Frenk topraklarının hükümdarı gördüğü korkunç manzara karşısında umutsuzluk ve depresyon hissetti. Kendi kendine: “21. yüzyıl Paris’te de Beyrut ve Bağdat’ta geçtiği gibi olmamalı” dedi. Peki, bu nasıl mümkün olabilir? Bir hoşgörü örneği oluşturup Fransa’yı gerçekten özgürlük ve kardeşliğin annesi haline dönüştürerek. Çeçenistan'dan bir sığınmacı geldiğinde kapılarını ona açarak.
Yıllar önce, Paris'te orta sınıf bir kafede oturuyordum, gözüme garip bir şey çarptı. Kadın- erkek karışık bir grup genç vardı. Aralarında siyahi olup ancak Asya özellikleri taşıyanlar vardı. Aileler Fransa’da bir araya geldi. Ve bu grup, üyeleri çeşitli uyruklara sahip üniversitede tanışıp bir kafede tek bir kültürde birleşiyor.
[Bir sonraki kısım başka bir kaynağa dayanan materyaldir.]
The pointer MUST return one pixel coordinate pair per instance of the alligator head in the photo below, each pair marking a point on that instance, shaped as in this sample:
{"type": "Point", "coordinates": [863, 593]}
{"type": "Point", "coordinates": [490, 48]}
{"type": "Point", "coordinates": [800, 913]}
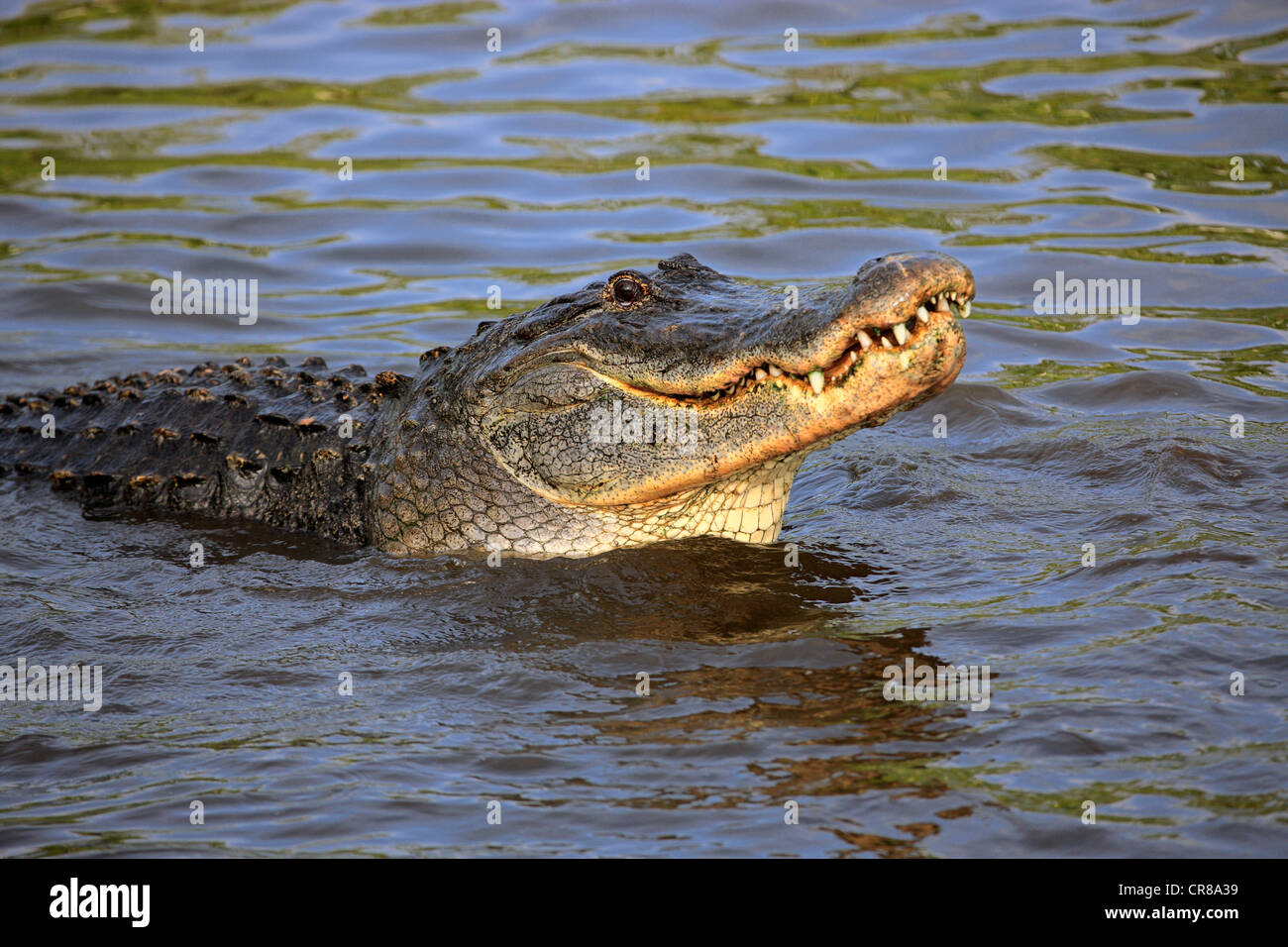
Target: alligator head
{"type": "Point", "coordinates": [656, 405]}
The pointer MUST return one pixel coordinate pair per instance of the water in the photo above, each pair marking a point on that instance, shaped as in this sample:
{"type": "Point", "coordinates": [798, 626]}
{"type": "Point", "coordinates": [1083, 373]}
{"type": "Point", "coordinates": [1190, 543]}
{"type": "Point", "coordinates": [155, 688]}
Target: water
{"type": "Point", "coordinates": [1111, 684]}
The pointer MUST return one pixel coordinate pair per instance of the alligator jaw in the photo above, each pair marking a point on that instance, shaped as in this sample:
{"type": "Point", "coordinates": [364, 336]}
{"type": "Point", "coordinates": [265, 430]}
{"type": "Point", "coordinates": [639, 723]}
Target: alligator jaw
{"type": "Point", "coordinates": [887, 343]}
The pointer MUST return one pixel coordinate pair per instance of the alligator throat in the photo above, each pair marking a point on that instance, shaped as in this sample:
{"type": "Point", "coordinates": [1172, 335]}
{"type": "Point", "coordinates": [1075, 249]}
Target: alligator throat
{"type": "Point", "coordinates": [649, 406]}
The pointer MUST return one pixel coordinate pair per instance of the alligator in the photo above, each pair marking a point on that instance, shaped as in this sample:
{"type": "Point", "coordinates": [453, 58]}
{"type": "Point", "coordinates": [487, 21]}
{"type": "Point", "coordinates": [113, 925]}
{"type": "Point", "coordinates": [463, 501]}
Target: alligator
{"type": "Point", "coordinates": [647, 406]}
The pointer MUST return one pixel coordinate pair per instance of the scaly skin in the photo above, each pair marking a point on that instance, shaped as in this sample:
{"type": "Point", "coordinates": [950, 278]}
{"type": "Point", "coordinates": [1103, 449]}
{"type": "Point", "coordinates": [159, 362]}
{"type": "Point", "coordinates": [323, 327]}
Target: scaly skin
{"type": "Point", "coordinates": [501, 444]}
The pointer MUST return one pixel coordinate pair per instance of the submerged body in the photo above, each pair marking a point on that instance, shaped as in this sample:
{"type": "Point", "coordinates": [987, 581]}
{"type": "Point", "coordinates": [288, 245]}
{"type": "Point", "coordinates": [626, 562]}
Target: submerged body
{"type": "Point", "coordinates": [649, 406]}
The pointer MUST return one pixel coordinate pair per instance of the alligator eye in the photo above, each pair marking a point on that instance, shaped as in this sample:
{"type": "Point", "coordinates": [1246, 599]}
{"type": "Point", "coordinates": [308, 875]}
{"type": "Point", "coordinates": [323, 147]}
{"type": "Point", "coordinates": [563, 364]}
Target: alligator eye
{"type": "Point", "coordinates": [626, 290]}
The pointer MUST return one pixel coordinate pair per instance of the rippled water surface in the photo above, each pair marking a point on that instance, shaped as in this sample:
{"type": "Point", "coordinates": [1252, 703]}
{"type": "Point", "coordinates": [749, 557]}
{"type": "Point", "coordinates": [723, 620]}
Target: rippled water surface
{"type": "Point", "coordinates": [1111, 684]}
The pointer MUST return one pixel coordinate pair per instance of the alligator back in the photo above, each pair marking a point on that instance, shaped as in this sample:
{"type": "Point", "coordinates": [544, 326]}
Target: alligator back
{"type": "Point", "coordinates": [278, 445]}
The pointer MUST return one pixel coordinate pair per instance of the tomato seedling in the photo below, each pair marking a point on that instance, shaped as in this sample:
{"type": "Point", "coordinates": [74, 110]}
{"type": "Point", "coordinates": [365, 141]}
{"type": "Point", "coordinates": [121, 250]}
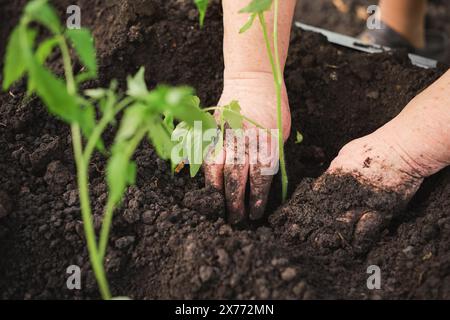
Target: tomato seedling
{"type": "Point", "coordinates": [257, 9]}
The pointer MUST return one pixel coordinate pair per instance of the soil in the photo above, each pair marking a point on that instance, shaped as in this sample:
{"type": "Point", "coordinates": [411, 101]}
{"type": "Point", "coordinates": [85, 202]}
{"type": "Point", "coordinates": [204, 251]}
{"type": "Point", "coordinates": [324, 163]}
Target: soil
{"type": "Point", "coordinates": [169, 239]}
{"type": "Point", "coordinates": [350, 16]}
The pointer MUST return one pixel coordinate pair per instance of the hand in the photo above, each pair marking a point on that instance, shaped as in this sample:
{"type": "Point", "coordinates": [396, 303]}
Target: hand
{"type": "Point", "coordinates": [256, 95]}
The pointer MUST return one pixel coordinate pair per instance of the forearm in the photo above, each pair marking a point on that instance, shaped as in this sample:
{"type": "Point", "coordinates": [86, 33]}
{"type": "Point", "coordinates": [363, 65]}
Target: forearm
{"type": "Point", "coordinates": [422, 129]}
{"type": "Point", "coordinates": [245, 54]}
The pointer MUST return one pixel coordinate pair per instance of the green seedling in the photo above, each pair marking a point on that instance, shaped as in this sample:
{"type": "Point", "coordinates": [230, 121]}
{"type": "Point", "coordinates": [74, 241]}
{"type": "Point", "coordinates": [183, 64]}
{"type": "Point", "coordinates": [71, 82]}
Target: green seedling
{"type": "Point", "coordinates": [146, 114]}
{"type": "Point", "coordinates": [257, 9]}
{"type": "Point", "coordinates": [202, 5]}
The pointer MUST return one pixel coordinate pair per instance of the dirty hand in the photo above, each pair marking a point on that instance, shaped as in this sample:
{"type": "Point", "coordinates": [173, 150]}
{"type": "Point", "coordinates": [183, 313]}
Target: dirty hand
{"type": "Point", "coordinates": [397, 157]}
{"type": "Point", "coordinates": [256, 95]}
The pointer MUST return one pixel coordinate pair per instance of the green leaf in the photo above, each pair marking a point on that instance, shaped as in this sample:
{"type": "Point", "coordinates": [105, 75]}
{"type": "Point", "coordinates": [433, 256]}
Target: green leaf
{"type": "Point", "coordinates": [232, 115]}
{"type": "Point", "coordinates": [133, 118]}
{"type": "Point", "coordinates": [45, 49]}
{"type": "Point", "coordinates": [181, 104]}
{"type": "Point", "coordinates": [248, 24]}
{"type": "Point", "coordinates": [15, 62]}
{"type": "Point", "coordinates": [168, 121]}
{"type": "Point", "coordinates": [53, 93]}
{"type": "Point", "coordinates": [95, 94]}
{"type": "Point", "coordinates": [136, 85]}
{"type": "Point", "coordinates": [257, 6]}
{"type": "Point", "coordinates": [42, 12]}
{"type": "Point", "coordinates": [202, 6]}
{"type": "Point", "coordinates": [131, 173]}
{"type": "Point", "coordinates": [83, 43]}
{"type": "Point", "coordinates": [298, 138]}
Fransızların korktuğu şey de buydu: Bir Çeçen mülteci öğretmeni dava etmek yerine öldürdüğü bir zamana denk gelmeleri ve Cumhurbaşkanlarının kendisini, Bağdat ve Beyrut’ta ardında bıraktığı cenazelerin karşısında bulması… Buradaki insanlar patlamalara ve özellikle de Çeçenistan gibi dilleri, yaşamları ve gelenekleri hakkında hiçbir şey bilinmeyen insanlara sınırları açık ülkelere alıştı.
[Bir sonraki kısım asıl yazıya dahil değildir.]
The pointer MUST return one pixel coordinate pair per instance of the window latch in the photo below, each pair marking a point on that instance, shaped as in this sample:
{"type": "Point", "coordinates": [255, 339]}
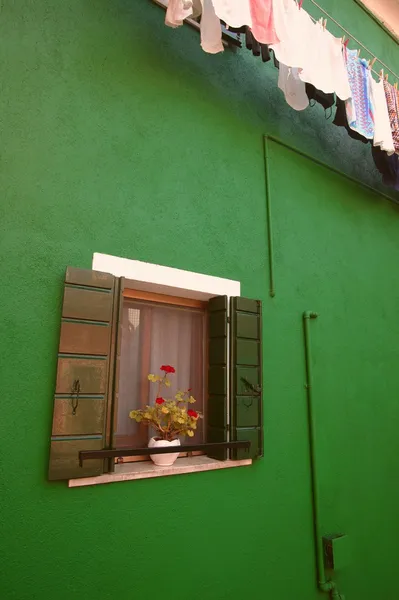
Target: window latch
{"type": "Point", "coordinates": [256, 389]}
{"type": "Point", "coordinates": [75, 391]}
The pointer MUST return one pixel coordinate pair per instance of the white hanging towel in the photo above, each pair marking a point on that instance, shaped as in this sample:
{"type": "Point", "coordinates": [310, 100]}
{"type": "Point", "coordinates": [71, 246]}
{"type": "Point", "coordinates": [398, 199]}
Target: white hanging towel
{"type": "Point", "coordinates": [325, 67]}
{"type": "Point", "coordinates": [178, 10]}
{"type": "Point", "coordinates": [382, 131]}
{"type": "Point", "coordinates": [210, 27]}
{"type": "Point", "coordinates": [295, 30]}
{"type": "Point", "coordinates": [292, 87]}
{"type": "Point", "coordinates": [263, 27]}
{"type": "Point", "coordinates": [235, 13]}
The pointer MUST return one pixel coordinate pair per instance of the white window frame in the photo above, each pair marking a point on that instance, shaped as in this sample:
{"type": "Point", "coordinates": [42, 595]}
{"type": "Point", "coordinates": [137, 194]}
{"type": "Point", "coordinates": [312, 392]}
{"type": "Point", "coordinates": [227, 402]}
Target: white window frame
{"type": "Point", "coordinates": [159, 279]}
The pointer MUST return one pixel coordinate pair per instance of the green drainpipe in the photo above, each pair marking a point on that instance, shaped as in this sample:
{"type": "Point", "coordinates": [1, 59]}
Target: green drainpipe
{"type": "Point", "coordinates": [327, 586]}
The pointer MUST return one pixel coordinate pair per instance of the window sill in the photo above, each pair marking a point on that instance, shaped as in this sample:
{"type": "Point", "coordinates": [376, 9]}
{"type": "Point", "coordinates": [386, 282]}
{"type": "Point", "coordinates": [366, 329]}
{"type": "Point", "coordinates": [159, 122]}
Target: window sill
{"type": "Point", "coordinates": [147, 470]}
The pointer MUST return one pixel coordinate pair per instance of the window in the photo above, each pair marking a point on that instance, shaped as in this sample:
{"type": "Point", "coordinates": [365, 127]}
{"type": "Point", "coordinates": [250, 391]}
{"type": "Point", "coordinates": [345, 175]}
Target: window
{"type": "Point", "coordinates": [159, 329]}
{"type": "Point", "coordinates": [115, 330]}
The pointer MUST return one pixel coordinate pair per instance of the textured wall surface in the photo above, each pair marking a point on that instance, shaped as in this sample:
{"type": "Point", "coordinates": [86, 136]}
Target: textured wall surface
{"type": "Point", "coordinates": [121, 136]}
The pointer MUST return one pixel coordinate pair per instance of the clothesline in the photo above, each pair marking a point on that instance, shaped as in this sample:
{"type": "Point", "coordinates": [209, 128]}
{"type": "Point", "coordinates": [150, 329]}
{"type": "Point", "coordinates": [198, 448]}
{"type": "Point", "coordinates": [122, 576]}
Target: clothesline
{"type": "Point", "coordinates": [355, 40]}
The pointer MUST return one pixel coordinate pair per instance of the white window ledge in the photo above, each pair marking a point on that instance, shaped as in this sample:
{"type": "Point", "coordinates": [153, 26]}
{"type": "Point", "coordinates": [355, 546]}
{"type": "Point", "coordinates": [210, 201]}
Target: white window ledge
{"type": "Point", "coordinates": [146, 470]}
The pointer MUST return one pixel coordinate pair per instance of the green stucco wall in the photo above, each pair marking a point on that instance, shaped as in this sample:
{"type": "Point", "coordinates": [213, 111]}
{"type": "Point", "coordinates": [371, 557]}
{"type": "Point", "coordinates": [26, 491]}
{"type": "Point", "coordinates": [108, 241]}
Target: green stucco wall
{"type": "Point", "coordinates": [121, 136]}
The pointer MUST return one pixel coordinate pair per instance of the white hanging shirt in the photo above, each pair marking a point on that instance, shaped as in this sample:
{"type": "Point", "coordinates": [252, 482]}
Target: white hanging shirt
{"type": "Point", "coordinates": [294, 29]}
{"type": "Point", "coordinates": [325, 67]}
{"type": "Point", "coordinates": [292, 87]}
{"type": "Point", "coordinates": [178, 10]}
{"type": "Point", "coordinates": [382, 125]}
{"type": "Point", "coordinates": [210, 27]}
{"type": "Point", "coordinates": [235, 13]}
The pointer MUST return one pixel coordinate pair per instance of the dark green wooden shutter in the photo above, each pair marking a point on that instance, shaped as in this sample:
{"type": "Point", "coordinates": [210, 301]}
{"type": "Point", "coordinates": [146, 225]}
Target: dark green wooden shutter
{"type": "Point", "coordinates": [246, 375]}
{"type": "Point", "coordinates": [216, 417]}
{"type": "Point", "coordinates": [85, 360]}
Macron’un üç aydır yaşadıkları kıskanılacak konular değil. Adam kendi hükümetlerini kurmaları için Fransa’nın tüm ağırlığını Lübnanlıların tasarrufuna bırakıyor. Lübnanlılarınsa Cumhurbaşkanı, geçici Başbakan’a: “Peki, seni görevlendiriyorum ancak hükümeti kurman konusunda sana meydan okuyorum” diyor. Damadı ise Lübnan anayasasının çürümüş ve kokmuş olduğunu söylüyor. Macron ve Dışişleri Bakanı, çöküş, çürüme ve yıkıma bir son vermeye çalışarak büyük Lübnan halkına Said Akl’ın başında olduğu bir hükümet kurmaları için yalvarmaya devam etmeli.
Dünya ekranında Mösyö Macron’u bir cenazeden bir diğerine giderken görmek üzücü bir manzaraydı. Beyrut’taki toplu ölüm nedeniyle yapılan cenaze törenleri, ardından Bağdat’taki Arap egemenliğinin toplu cenazesi ve en son da ülkesinin başkentinin kalbinde kafası kesik bir cenaze. Çeçenistan’dan gelen genç, konaklama, yeme-içme, eğitim ve özellikle de Fransız devletine dava açma hakkının da dahil olduğu bir sığınma başvurusunda bulunurken eski alışkanlıklarını dışarda bırakmayı unutmuştu.
Ancak merhum Abdullah el-Kasimi'nin dediği gibi ‘Dünya bir zihin değildir.’ Arapların sesli bir olgu olduğunu söyleyen de odur. Ancak büyük Lübnan halkına gelince, bu politikacılar uğruna ölen, savaşan ve öldürülen odur.